This change is part of [IBD] - Tracking PR for speeding up Initial Block Download
Summary
We can serialize the blocks and undos to any Stream
which implements the appropriate read/write methods.
AutoFile
is one of these, writing the results “directly” to disk (through the OS file cache). Batching these in memory first and reading/writing these to disk is measurably faster (likely because of fewer native fread calls or less locking, as observed by @martinus in a similar change).
Unlocking new optimization opportunities
Buffered writes will also enable batched obfuscation calculations (implemented in #31144) - especially since currently we need to copy the write input’s std::span to do the obfuscation on it, and batching enables doing the operations on the internal buffer directly.

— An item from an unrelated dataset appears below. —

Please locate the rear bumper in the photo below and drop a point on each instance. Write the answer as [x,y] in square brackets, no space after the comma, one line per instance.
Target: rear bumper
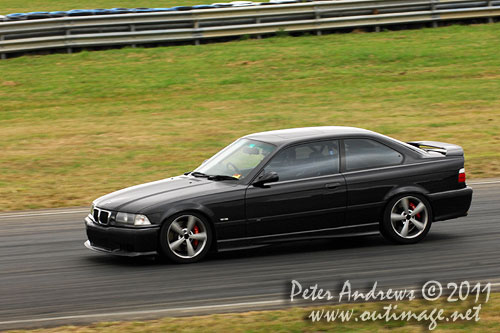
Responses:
[129,242]
[451,204]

Measurements (micro benchmarks, full IBDs and reindexes)
Microbenchmarks for [Read|Write]BlockBench
show a ~30%/168% speedup with macOS/Clang
, and ~19%/24% with Linux/GCC
(the follow-up XOR batching improves these further):
Before:
ns/op | op/s | err% | total | benchmark |
---|---|---|---|---|
2,271,441.67 | 440.25 | 0.1% | 11.00 | ReadBlockBench |
5,149,564.31 | 194.19 | 0.8% | 10.95 | WriteBlockBench |
After:
ns/op | op/s | err% | total | benchmark |
---|---|---|---|---|
1,738,683.04 | 575.15 | 0.2% | 11.04 | ReadBlockBench |
3,052,658.88 | 327.58 | 1.0% | 10.91 | WriteBlockBench |
Before:
ns/op | op/s | err% | ins/op | cyc/op | IPC | bra/op | miss% | total | benchmark |
---|---|---|---|---|---|---|---|---|---|
6,895,987.11 | 145.01 | 0.0% | 71,055,269.86 | 23,977,374.37 | 2.963 | 5,074,828.78 | 0.4% | 22.00 | ReadBlockBench |
5,152,973.58 | 194.06 | 2.2% | 19,350,886.41 | 8,784,539.75 | 2.203 | 3,079,335.21 | 0.4% | 23.18 | WriteBlockBench |
After:
ns/op | op/s | err% | ins/op | cyc/op | IPC | bra/op | miss% | total | benchmark |
---|---|---|---|---|---|---|---|---|---|
5,771,882.71 | 173.25 | 0.0% | 65,741,889.82 | 20,453,232.33 | 3.214 | 3,971,321.75 | 0.3% | 22.01 | ReadBlockBench |
4,145,681.13 | 241.21 | 4.0% | 15,337,596.85 | 5,732,186.47 | 2.676 | 2,239,662.64 | 0.1% | 23.94 | WriteBlockBench |
2 full IBD runs against master (compiled with GCC where the gains seem more modest) for 888888 blocks (seeded from real nodes) indicates a ~7% total speedup.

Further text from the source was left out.